At first instance, Langstaff J had applied the test for ordinary residence in R (Shah) v Barnet LBC  2 AC 309 (adopting a place voluntarily and for settled purposes as part of the regular order of one’s life for the time being), and noted that the informal admission was not a voluntary surrender: it was closely analogous to a compulsory admission, with the powers to detain in the background. Moreover it was not for a settled purpose; nor was it part of the regular order of her life. Accordingly SF remained resident in Sunderland.

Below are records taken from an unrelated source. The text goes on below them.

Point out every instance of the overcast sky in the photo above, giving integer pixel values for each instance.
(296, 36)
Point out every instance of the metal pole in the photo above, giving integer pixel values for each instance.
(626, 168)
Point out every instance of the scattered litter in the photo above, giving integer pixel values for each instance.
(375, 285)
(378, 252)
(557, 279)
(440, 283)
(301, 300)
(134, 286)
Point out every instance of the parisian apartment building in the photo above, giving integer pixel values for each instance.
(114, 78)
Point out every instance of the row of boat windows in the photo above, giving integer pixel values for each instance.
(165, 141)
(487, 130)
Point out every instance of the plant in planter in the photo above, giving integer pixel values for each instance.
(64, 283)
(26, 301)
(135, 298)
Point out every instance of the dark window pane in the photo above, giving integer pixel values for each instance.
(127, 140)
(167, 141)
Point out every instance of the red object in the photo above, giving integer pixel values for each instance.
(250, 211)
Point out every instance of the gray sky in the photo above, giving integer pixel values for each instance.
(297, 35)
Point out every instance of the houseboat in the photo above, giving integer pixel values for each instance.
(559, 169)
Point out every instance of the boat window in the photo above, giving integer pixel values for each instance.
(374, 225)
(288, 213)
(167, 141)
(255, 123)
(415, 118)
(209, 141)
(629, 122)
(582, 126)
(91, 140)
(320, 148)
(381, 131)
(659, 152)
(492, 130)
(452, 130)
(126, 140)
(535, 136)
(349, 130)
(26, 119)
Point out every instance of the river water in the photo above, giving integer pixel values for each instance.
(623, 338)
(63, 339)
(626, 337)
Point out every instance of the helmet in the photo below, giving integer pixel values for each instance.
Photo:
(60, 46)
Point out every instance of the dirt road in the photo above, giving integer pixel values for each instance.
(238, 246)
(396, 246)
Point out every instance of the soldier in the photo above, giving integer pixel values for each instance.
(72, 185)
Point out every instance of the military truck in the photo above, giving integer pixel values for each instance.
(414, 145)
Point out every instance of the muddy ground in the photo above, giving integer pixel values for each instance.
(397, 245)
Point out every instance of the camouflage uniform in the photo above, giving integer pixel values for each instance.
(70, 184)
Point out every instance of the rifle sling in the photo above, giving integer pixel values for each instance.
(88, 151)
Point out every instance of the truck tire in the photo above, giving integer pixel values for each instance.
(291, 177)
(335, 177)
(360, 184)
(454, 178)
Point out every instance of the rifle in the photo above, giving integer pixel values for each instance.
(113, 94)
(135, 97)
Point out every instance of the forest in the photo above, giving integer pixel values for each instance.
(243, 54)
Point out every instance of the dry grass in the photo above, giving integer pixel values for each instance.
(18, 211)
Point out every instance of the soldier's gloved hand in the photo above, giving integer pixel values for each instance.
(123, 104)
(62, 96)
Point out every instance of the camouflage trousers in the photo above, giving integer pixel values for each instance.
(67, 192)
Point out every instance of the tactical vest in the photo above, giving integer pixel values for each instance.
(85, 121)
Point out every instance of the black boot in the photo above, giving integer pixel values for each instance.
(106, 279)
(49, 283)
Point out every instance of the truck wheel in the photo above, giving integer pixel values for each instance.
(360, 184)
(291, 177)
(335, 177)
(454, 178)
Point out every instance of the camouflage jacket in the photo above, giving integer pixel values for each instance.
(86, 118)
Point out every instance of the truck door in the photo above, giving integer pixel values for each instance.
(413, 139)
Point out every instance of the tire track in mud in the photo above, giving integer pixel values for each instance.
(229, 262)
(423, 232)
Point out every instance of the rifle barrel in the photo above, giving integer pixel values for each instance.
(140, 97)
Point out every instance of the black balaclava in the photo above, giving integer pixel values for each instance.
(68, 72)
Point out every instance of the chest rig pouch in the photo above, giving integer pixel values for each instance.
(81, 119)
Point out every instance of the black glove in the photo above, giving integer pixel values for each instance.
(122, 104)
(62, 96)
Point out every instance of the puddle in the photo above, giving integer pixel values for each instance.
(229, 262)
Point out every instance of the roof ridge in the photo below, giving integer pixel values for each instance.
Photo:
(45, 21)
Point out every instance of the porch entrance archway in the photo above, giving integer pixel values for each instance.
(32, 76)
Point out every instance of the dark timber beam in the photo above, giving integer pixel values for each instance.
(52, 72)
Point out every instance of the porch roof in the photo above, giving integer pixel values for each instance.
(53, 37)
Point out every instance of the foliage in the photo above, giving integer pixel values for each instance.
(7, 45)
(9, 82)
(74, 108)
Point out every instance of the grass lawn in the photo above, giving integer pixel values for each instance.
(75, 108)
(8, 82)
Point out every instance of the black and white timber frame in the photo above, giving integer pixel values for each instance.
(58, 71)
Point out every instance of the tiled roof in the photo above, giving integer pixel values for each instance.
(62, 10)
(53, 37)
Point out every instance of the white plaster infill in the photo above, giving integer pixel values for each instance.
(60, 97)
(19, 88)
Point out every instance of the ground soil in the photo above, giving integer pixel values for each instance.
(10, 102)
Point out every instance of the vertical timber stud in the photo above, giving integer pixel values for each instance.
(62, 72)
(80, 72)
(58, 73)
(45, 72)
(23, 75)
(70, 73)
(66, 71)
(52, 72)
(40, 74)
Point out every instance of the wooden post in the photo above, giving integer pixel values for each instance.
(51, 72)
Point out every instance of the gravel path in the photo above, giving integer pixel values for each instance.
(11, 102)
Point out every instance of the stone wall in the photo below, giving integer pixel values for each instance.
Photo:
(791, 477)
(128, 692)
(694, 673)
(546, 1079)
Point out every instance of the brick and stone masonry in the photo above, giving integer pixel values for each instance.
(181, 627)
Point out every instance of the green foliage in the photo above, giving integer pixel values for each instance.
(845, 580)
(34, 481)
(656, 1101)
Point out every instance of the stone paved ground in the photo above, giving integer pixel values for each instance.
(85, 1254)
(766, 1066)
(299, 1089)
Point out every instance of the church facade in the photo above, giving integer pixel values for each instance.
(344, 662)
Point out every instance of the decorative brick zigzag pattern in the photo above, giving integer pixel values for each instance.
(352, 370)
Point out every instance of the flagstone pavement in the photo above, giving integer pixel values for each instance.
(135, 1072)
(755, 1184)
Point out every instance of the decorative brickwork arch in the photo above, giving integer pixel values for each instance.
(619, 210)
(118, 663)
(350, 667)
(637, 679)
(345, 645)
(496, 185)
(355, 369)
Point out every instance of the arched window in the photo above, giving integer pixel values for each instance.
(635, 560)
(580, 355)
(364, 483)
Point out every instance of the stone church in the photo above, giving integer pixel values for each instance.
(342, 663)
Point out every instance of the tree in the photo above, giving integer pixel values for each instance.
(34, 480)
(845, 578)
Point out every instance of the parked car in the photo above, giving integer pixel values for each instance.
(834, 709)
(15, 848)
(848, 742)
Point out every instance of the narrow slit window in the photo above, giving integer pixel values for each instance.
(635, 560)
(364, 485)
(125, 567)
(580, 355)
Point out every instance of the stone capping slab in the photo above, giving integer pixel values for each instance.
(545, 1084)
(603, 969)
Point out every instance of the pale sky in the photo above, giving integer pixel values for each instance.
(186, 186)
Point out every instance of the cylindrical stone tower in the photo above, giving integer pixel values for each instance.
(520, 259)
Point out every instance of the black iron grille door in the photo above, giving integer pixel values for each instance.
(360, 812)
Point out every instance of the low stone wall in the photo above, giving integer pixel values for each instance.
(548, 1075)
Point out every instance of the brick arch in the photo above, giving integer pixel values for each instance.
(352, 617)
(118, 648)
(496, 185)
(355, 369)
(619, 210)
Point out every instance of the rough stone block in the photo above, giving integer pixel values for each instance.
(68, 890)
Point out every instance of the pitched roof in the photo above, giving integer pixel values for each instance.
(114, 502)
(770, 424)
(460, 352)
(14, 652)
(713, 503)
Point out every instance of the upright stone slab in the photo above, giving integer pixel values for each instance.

Allowing the appeal, the Court of Appeal held that Shah was not a helpful guide and Mohamed v Hammersmith and Fulham LBC  UKHL 57 was to be preferred. Although the period of hospital detention must be disregarded, regard could be had to the preceding two-month informal stay. The question “is not only that of physical presence” and “it may be relevant to consider why the person is where he or she is, and to what extent his or her presence there is voluntary” (para 31). Crucially, once the Sunderland hall of residence had ceased to be available to her, there was no place where SF could be said to be “resident” other than the hospital. It followed that South Tyneside was responsible for her after-care.
Comment: It is important to emphasise that where someone “resides” for MHA 1983 s.117 purposes involves a different test to deciding where they “ordinarily reside” for the purposes of the National Assistance Act 1948. Section 117 is freestanding and contains none of the deeming provisions referred to in the 1948 Act. When identifying which supervisory body is responsible for dealing with a DOLS application, the Mental Capacity Act 2005 relies upon the “ordinarily resident” approach of the 1948 Act, and not the “resident” approach of the 1983 Act. Thus, the fact that a person can be said to “reside” in hospital for s.117 purposes, between losing their community placement and being detained under the MHA, may not impact greatly in non-MHA situations.
No mention is made in the judgment of SF’s capacity to consent to the informal admission and the deprivation of liberty safeguards were not used. However, let us imagine an incapacitated person is ordinarily resident in area A where they are accommodated by local authority A under Part 3 of the National Assistance Act 1948. If they are placed in a care home in local authority B, s.24(5) of the 1948 Act deems that person to still be “ordinarily resident” in area A. Thus, local authority A remains the supervisory body for any DOLS application.
If the person is admitted to hospital in area B under a DOLS authorisation, s.24(6) of the 1948 Act similarly deems them to be “ordinarily resident” in area A and so the Primary Care Trust in area A will be the supervisory body. If, however, they were detained in that hospital under MHA s.3, PCT B and local authority B will be responsible for their s.117 after-care because area B is where they were “resident” prior to the detention. That was the position prior to this decision and does not appear to be altered by it.
What remains to be seen is the extent to which the Shah test will continue to be used when determining ordinary residence for the purposes of the 1948 Act (and therefore DOLS). Indeed, clause 32 of the draft Care and Support Bill retains the term “ordinarily resident” so the issue seems set to continue.